Richard Kido, Candice Sakuda and Wayne Tanna (pictured in order, above) presented a workshop on Service-Learning at the 82nd Annual Western Association of Schools and Colleges (WASC) Meeting: “From Compliance to Commitment: The Inquiring Institution,” on April 11 -14 in Irvine, Calif. Their presentation was entitled titled “Service-Learning, the Next Generation; Passing the Torch or Igniting the Flame.”
The three members of Chaminade’s Service-Learning program shared their data and findings on service learning and its direct effects on students and the on the community.
“We have found that engaging students in service learning in college tends to instill in them a greater sense of civic awareness and a deeper empathy for those in the community who are less economically blessed,” Tanna, professor of accounting, said. “We have also found that students become less self absorbed and more engaged in life-long learning and service.”
WASC invited proposals in six areas.

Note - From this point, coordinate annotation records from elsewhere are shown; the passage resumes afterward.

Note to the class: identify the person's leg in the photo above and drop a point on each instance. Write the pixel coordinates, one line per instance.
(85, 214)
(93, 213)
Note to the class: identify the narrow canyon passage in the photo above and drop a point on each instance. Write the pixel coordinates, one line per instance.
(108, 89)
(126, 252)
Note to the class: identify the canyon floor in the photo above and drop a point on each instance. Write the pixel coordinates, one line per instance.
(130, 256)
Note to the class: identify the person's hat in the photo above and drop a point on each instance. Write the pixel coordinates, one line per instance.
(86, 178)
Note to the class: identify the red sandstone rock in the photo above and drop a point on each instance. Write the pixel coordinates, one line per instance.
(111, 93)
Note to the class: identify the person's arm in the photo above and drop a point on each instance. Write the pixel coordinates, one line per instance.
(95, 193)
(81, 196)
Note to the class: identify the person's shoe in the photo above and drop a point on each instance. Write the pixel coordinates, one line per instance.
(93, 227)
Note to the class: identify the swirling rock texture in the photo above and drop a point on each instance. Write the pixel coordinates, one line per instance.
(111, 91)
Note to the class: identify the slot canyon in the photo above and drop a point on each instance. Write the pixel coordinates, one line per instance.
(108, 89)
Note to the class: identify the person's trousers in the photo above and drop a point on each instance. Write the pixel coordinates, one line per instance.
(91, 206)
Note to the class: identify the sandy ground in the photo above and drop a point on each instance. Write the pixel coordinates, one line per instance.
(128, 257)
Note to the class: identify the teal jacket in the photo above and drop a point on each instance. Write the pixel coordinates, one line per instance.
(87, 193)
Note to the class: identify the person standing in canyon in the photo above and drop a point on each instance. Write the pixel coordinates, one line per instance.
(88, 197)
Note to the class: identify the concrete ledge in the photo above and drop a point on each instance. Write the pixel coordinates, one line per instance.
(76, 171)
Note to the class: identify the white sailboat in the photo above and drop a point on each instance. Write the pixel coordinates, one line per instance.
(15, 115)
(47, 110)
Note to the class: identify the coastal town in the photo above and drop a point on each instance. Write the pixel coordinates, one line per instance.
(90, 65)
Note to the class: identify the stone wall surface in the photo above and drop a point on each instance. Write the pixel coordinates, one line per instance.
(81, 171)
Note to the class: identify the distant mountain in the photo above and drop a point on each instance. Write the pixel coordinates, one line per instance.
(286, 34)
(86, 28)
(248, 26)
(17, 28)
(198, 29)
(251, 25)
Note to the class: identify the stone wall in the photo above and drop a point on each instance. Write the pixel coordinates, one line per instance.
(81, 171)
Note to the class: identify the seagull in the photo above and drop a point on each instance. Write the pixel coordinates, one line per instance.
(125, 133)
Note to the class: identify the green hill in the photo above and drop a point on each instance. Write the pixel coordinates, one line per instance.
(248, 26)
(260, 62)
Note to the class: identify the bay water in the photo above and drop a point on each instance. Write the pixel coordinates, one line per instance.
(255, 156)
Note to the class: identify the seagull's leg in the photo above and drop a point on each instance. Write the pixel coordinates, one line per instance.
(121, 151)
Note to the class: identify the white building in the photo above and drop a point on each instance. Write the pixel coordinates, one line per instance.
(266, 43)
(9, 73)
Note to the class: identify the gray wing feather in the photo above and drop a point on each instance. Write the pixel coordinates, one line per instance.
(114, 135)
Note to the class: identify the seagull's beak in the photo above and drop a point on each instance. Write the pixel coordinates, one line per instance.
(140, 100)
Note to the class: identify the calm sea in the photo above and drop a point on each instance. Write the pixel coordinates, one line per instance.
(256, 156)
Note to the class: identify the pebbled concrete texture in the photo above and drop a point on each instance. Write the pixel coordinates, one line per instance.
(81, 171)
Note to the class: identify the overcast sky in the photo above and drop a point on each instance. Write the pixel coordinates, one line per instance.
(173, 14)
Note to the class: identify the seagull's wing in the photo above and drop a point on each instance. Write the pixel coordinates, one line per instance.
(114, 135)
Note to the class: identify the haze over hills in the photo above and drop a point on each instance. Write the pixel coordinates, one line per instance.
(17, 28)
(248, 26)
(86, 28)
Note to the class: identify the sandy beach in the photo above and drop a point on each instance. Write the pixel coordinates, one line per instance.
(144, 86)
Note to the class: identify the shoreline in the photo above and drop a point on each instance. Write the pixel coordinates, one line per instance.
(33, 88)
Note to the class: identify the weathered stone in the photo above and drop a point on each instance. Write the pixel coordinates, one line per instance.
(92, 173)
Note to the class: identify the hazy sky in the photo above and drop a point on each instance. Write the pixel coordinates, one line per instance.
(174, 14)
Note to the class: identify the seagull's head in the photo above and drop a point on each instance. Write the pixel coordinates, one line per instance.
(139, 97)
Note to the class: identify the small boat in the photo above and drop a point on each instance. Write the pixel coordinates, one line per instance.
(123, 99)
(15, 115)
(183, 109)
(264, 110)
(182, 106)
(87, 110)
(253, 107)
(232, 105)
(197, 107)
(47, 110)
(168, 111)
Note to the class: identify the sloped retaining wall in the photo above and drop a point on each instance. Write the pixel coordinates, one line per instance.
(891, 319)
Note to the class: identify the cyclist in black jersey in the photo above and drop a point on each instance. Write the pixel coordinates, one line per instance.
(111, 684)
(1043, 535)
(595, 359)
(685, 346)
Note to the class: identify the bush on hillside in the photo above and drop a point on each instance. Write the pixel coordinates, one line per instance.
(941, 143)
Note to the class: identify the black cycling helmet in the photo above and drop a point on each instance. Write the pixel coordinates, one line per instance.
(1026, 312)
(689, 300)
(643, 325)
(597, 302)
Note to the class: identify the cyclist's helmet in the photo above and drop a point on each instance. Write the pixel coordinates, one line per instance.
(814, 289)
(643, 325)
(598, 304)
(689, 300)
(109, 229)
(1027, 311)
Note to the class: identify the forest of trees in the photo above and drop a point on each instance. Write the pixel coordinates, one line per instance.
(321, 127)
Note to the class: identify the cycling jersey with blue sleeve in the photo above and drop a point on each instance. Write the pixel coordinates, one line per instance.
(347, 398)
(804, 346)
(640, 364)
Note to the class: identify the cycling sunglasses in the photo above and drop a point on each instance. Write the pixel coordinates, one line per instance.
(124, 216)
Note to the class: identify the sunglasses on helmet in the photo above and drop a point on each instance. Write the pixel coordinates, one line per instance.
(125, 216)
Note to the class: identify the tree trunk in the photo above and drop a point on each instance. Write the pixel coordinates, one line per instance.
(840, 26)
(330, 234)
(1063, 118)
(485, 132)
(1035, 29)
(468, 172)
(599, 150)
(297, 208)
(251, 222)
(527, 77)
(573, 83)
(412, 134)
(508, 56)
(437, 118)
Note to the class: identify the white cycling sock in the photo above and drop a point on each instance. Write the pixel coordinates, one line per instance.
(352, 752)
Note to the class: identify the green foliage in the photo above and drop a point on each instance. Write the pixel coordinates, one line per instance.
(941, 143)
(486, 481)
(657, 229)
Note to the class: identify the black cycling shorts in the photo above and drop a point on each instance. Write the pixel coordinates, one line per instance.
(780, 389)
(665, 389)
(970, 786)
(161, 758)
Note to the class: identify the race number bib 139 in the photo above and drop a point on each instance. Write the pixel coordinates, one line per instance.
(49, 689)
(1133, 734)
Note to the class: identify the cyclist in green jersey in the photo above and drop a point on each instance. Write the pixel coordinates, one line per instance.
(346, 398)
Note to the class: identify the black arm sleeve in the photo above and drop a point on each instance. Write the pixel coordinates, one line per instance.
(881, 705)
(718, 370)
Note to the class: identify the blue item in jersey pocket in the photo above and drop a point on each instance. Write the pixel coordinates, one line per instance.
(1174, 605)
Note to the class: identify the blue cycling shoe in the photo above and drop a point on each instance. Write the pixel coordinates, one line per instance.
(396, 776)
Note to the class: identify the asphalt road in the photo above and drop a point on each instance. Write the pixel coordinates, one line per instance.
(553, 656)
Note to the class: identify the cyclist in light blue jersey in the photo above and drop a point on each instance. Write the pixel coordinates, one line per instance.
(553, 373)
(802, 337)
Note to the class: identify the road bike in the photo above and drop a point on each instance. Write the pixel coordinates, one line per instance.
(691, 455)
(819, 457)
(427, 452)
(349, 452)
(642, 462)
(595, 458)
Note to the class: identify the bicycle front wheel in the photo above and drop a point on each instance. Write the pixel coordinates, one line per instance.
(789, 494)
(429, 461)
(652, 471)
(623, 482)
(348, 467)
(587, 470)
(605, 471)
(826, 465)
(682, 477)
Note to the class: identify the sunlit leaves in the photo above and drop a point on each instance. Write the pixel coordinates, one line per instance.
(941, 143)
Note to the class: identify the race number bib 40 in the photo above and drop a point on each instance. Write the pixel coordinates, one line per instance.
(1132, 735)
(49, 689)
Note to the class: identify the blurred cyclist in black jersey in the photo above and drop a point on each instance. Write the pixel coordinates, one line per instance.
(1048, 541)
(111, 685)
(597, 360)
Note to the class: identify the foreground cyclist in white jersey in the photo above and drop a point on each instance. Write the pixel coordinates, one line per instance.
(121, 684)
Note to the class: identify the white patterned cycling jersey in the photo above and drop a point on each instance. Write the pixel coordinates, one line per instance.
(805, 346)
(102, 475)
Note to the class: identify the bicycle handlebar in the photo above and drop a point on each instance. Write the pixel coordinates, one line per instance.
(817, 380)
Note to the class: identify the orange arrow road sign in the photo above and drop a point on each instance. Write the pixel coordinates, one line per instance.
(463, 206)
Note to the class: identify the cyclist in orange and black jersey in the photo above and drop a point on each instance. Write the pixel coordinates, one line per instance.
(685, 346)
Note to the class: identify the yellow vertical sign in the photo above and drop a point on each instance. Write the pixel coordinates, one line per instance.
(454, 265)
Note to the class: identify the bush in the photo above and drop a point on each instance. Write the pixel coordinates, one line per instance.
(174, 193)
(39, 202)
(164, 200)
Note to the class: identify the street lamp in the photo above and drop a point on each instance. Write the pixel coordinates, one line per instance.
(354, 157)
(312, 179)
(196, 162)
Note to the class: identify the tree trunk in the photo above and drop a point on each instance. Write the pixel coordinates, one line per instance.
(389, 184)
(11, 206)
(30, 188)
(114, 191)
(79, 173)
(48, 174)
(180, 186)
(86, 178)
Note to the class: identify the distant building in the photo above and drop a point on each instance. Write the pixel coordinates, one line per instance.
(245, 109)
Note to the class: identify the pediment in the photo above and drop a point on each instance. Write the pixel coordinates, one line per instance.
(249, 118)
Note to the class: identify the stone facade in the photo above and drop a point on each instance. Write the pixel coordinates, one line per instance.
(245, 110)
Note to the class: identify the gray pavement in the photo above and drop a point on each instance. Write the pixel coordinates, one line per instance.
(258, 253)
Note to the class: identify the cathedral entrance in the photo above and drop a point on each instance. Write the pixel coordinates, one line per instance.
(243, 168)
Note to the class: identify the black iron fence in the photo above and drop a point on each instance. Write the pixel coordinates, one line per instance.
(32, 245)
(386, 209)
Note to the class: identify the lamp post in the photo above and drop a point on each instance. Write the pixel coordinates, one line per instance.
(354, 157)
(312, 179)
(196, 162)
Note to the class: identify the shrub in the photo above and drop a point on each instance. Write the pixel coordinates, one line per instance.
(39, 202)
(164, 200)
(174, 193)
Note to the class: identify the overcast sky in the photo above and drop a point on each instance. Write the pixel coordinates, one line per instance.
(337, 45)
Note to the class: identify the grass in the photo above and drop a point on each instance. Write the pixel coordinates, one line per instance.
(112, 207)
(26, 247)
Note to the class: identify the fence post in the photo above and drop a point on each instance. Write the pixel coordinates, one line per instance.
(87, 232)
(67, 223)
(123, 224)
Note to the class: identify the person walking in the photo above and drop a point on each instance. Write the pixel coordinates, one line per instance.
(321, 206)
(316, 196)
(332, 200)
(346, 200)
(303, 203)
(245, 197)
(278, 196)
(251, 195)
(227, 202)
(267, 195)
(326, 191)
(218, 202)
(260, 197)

Chaminade’s service learning team chose the Whole-Person Learning track, which includes topics such as valuing skills and ethical competencies; measurable indicators of character development; civic engagement as a defined learning experience; self-reflection and lifelong learning as defined competencies; and transformational learning.
Kido (Assistant Professor of Accounting), Sakuda (Director of Service-Learning), and Tanna (Accounting Professor) explained how to move both established programs and start-up projects to higher levels of transformational activities for students. They discussed how new class structures and course offerings can bring students to a greater awareness of their civic responsibilities – not only as current college students, but as engaged and concerned citizens after they leave the security of college.
The team shared student reflections to demonstrate the effectiveness of long running projects, and also shared students’ calls for new projects that will empower them to address issues important to them. They discussed how service learning builds academic skills while developing students’ abilities to empower them after they graduate.
Tanna said, “We see service learning as transformational learning that creates engaged citizens out of our graduates.”
Still “hot” from Service-Learning Day, three Chaminade Service-Learning students presented their work at the Fourth Annual Statewide Service-Learning Conference. The March 4 conference was hosted by Kamehameha Schools’ Kapalama Campus, and was sponsored by the Hawaii State Department of Education, State Farm Insurance, the Hawaii and Pacific Islands’ Campus Compact and Youth Service Hawaii. Featured keynote speakers included Julie Chavez Rodrigues, granddaughter of the great Cesar Chavez, and Hawaii State Representative Brian Schatz.
Chaminade students conducted a breakout session that demonstrated best practices and successful programs. Celia Pang, Donna Diaz and Kapualani Mashima highlighted student leadership development through both the Project SHINE tutorial and TCP’s mentoring initiatives. They were alsoinvited to showcase their work in a poster session. All three are enrolled in BU 480 at Chaminade, and are exploring civic engagement and sustainability in managing non-profit organizations. Of course, all three are also instrumental in the service learning projects they represent.
The Service-Learning gang had a busy semester. In addition to a faculty presentation at the WASC conference, four CUH students presented at the ninth annual Continuums of Service Conference in Bellevue, Washington. This year’s theme was “Engaging Leadership: New Visions, Voices, and Models.” They generated exciting conversations and ideas from a large audience.
“Our facilitation of the discussion at the conference yielded many tools and different perspectives on the pressing questions around sustainability. The synergy was exciting for me,” said Celia Pang, one of the student presenters from Tanna’s business law and ethics class. “Everyone who came to our presentation was there for the same reason … exploring sustainability, student leadership and the importance of service-learning in reaching out into the community.”
Donna Diaz, another BU480 student presenter, agreed. “Through the conference, we were able to share our knowledge and experiences, but we actually gained a wealth of material on how to better manage and sustain our projects.”
Presenter Kapualani Mashima said, “The skills and experience we gained through our BU480 course and numerous presentations have helped us to prepare for our diverse career paths. We all need to feel empowered to stand up, speak out, and make changes to ensure a better and brighter future for all!” she said.
Candice Sakuda, director of Service-Learning, also attended a special day-long pre-conference session titled, “Service-Learning and Indigenous Communities Forum,” which addressed service to Native Hawaiians and Pacific Islanders, as well as Native Americans. Tanna and Gail Grabowsky gave a presentation on service-learning as a means to achieve a “deep fix” for social issues, exploring ways to move beyond “band-aid” service to offering service that helps solve problems (through advocacy, legislative testimony, research, etc).
Dahlia Asuega, a Service-Learning community partner, brought the entire conference to tears and laughter with her inspirational keynote speech. She spoke of Mutual Housing’s Palolo efforts and their appreciation for service-learning’s role in the changes that they’ve been able to realize. She recognized Sakuda and Chaminade University several times, along with the University of Hawai'i at Manoa and Kapi'olani Community College, in the speech.